Short summary of your group's research: Our research group is interested in elucidating the role of different DC subpopulations, their development and basic function in immune activation by bacterial infections, inflammation, and cancer to improve the basic understanding of DC function in disease but also the potential of DCs as targets for therapeutic intervention. Another focus of our research group is the phenotyping of immune cells using spectral flow cytometry. This allows the detailed characterization of all immune cells in the blood and tissues of patients before and during therapy with the goal of identifying cell populations or biomarkers that can predict therapy response.
What infrastructure, programs and tools are used in your group? The main techniques are spectral flow cytometry and scRNA sequencing. With spectral flow cytometry about 40 proteins that are expressed on or in cells can currently be determined simultaneously at the single cell level. We use tools like OMIQ for flow cytometry data and R for scRNA data analysis.
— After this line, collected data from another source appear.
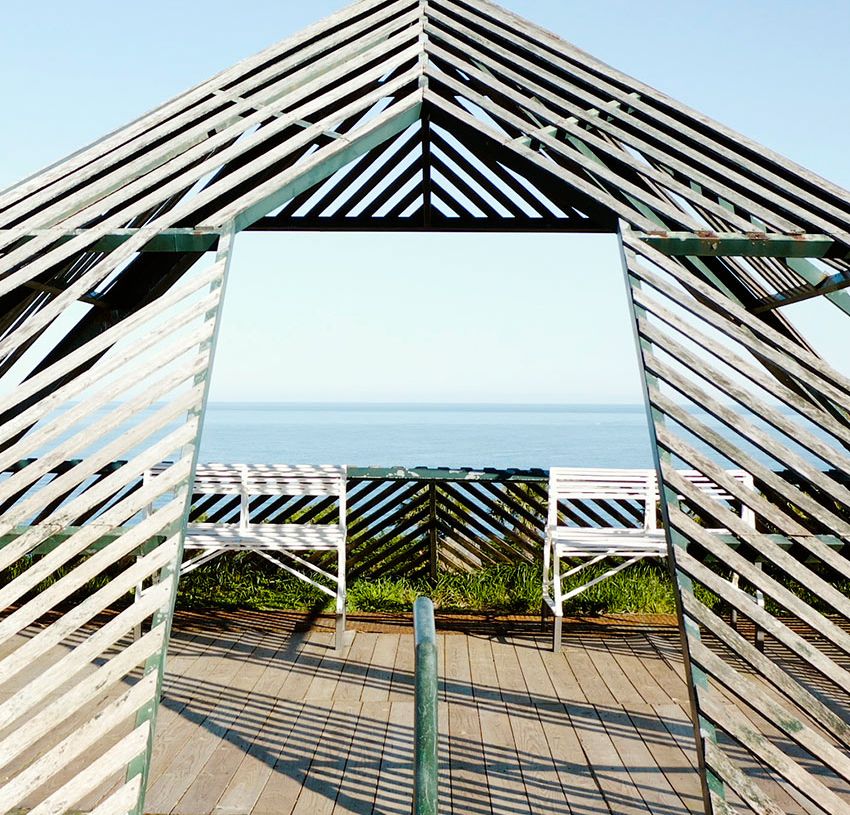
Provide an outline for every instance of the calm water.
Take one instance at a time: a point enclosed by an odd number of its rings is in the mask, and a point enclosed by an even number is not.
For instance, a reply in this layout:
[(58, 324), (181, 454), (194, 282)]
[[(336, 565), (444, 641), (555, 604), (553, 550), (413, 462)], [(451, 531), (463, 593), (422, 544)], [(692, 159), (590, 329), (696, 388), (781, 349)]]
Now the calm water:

What could a participant of the HIDA Trainee Network learn in your group? How could he or she support you in your group? We offer insights into single cell analysis of immune cells especially how bacterial infections modulate the dendritic cell development. We hope to get support regarding the molecular mechanisms responsible for the infection-induced impaired dendritic cell development by analyzing our scRNA seq & spectral flow cytometry data.

Oliver Jäkel
Physics in Radiation Oncology
Contacts

Short summary of your group's research: The division of medical physics in radiation oncology at DKFZ comprises multiple research groups, which cover all steps of the radiation treatment chain. We apply machine learning for improving innovative radiotherapy techniques using photons and ion beams. This includes technical developments, improvement of patient-oriented workflows as well as treatment response analyses.
In particular, we focus on the following topics:
1. Image-based patient and motion modeling,
2. Mathematical Methods to optimize physical and biological treatment parameters and dose distributions,
3. Treatment Outcome Analysis & Prediction (Dosiomics & Radiomics),
4. Analysis of molecular and imaging data from preclinical biological studies.
What infrastructure, programs and tools are used in your group?
• Latest generation of radiotherapy treatment machines for image-guided radiotherapy (Ethos, MRLinac, particle therapy)
• Access to data from imaging modalities: MRI, CT, PET
• IT Hardware: Workstations & Servers for AI workflows, OpenStack Computing Cloud
• IT Software: Commercial and Open-Source Treatment Planning and Image Processing Software
• Various series of seminars, lectures and courses
• Close collaboration with data scientists, medical physicists, radiation oncologists, radiologists and biologists
What could a participant of the HIDA Trainee Network learn in your group? How could he or she support you in your group?
Participants of the HIDA Trainee Network will get
• Access to strong interdisciplinary and translational work
• Insights into the latest radiotherapy and imaging developments
• In touch with applications of machine learning to medical (radiotherapy and imaging) data
Candidates could support in data analysis, development of new AI methods and bringing new ideas by translating solutions from a different research field to medical physics.